Understanding the growing number of children who need palliative care
How can you effectively plan and fund services for children and young people with life-limiting conditions if no one knows where they are? This ignorance must be challenged.
The number of children and young people with life-limiting conditions is increasing. Children’s palliative care charities want to provide vital care for every child who needs it, but state funding is not keeping pace with demand.
For example, a 2015 report showed a 50% increase over a 10-year period in the number of children and young people with life-limiting conditions in Scotland; their numbers have risen from 4,334 in 2004 to 6,661 in 2014.1 This is a dramatic rise; if it had been replicated across the UK as a whole, the number of children and young people with life-limiting conditions could be much more than the current estimate of nearly 50,000.
Worryingly, the number has never been monitored.
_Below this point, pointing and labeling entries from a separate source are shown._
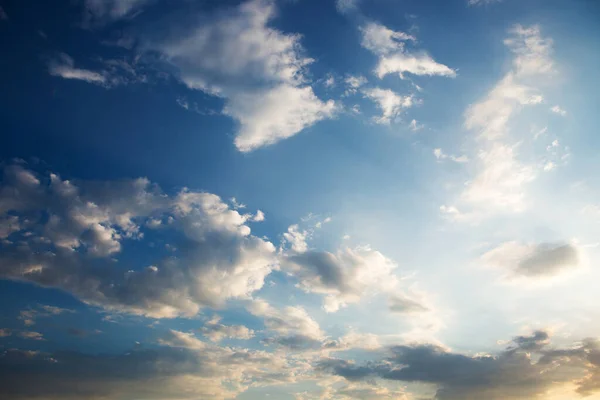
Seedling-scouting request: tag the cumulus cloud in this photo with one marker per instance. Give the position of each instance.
(440, 155)
(510, 375)
(533, 260)
(177, 369)
(216, 331)
(390, 103)
(559, 111)
(30, 315)
(344, 277)
(77, 228)
(291, 327)
(236, 55)
(390, 47)
(104, 11)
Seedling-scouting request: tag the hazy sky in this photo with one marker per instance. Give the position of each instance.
(299, 199)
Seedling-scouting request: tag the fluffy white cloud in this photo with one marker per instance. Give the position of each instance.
(216, 331)
(390, 47)
(274, 114)
(440, 155)
(344, 277)
(63, 66)
(259, 70)
(559, 111)
(73, 249)
(533, 260)
(390, 103)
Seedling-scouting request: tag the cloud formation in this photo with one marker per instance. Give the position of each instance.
(390, 47)
(236, 55)
(71, 233)
(533, 260)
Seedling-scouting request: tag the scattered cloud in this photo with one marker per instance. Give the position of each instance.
(63, 66)
(31, 335)
(390, 47)
(215, 331)
(235, 55)
(511, 375)
(440, 155)
(559, 111)
(390, 103)
(217, 258)
(533, 260)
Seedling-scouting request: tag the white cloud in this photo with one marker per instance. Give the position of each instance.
(216, 331)
(533, 260)
(415, 126)
(440, 155)
(281, 113)
(390, 103)
(31, 335)
(64, 67)
(215, 259)
(345, 6)
(345, 277)
(559, 111)
(390, 47)
(234, 54)
(111, 10)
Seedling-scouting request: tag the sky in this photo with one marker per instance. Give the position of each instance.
(299, 199)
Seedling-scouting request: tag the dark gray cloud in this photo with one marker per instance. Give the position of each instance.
(512, 374)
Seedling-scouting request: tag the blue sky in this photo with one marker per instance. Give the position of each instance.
(340, 199)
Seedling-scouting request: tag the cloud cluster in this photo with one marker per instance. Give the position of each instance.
(258, 70)
(501, 178)
(512, 374)
(390, 47)
(71, 232)
(345, 277)
(533, 260)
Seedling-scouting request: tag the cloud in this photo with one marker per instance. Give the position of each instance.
(346, 6)
(178, 371)
(559, 111)
(391, 104)
(281, 113)
(292, 325)
(30, 315)
(104, 11)
(31, 335)
(509, 375)
(235, 55)
(216, 331)
(533, 260)
(482, 2)
(405, 305)
(63, 66)
(87, 223)
(390, 47)
(344, 277)
(440, 155)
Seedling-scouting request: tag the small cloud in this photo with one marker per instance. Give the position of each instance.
(440, 155)
(415, 126)
(559, 111)
(31, 335)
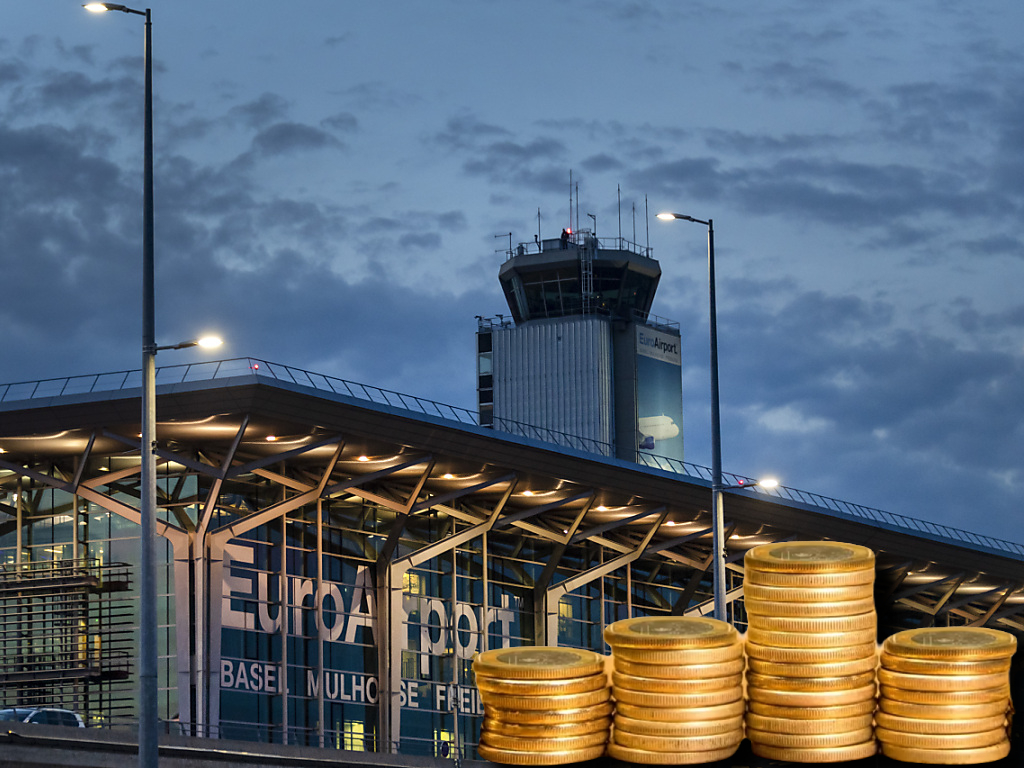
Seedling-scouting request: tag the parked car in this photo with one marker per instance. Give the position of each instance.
(42, 716)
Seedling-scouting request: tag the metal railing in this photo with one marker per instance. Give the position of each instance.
(242, 367)
(578, 240)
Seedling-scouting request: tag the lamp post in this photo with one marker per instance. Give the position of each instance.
(718, 545)
(147, 650)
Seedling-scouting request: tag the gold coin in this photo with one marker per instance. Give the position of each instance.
(919, 725)
(680, 671)
(946, 757)
(788, 725)
(810, 740)
(809, 610)
(826, 713)
(549, 717)
(645, 757)
(809, 684)
(681, 714)
(908, 681)
(943, 667)
(538, 663)
(809, 557)
(542, 687)
(816, 755)
(557, 730)
(836, 669)
(679, 743)
(544, 743)
(706, 698)
(967, 712)
(957, 643)
(662, 728)
(514, 757)
(942, 740)
(945, 696)
(866, 621)
(809, 581)
(808, 594)
(670, 632)
(811, 655)
(809, 639)
(683, 656)
(653, 684)
(811, 698)
(566, 701)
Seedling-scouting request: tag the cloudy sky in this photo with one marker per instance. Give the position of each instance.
(333, 179)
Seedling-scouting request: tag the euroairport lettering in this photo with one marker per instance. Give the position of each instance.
(658, 343)
(354, 622)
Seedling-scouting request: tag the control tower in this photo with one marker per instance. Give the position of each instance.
(582, 354)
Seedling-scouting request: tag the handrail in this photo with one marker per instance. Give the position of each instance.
(213, 370)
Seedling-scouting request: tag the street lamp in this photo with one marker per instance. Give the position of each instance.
(718, 544)
(147, 649)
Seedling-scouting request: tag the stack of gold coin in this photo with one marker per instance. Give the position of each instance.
(543, 706)
(811, 651)
(945, 695)
(678, 688)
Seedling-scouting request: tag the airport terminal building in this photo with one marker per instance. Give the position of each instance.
(333, 555)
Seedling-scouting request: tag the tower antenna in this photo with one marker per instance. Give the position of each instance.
(646, 216)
As a result, the UK Government, the NHS and local councils are failing to plan and budget to meet the needs of children and young people.
The SEND Code of Practice, which provides practical advice on how to carry out statutory duties to identify, assess and provide services for children and young people with special educational needs and disabilities (SEND), was approved by Parliament in July 2014. It makes two specific references to children's palliative care:
- Health and wellbeing boards should consider the needs of vulnerable groups
including those with SEN and disabled children and young people, those needing
palliative care and looked after children.
- Building on the Joint Strategic Needs Assessment (JSNA) the local offer must include
information about health care provision for children and young people with SEN. This
should include palliative and respite care and other provision for children with complex health
We want the UK government to make sure that the number and needs of children and young people with life-limiting conditions are more accurately monitored. This will mean that we can:
- understand the true demand for children’s palliative care
- map and identify the gaps in care for children with life-limiting conditions
- make sure that care is planned and funded more effectively to meet the needs of these children.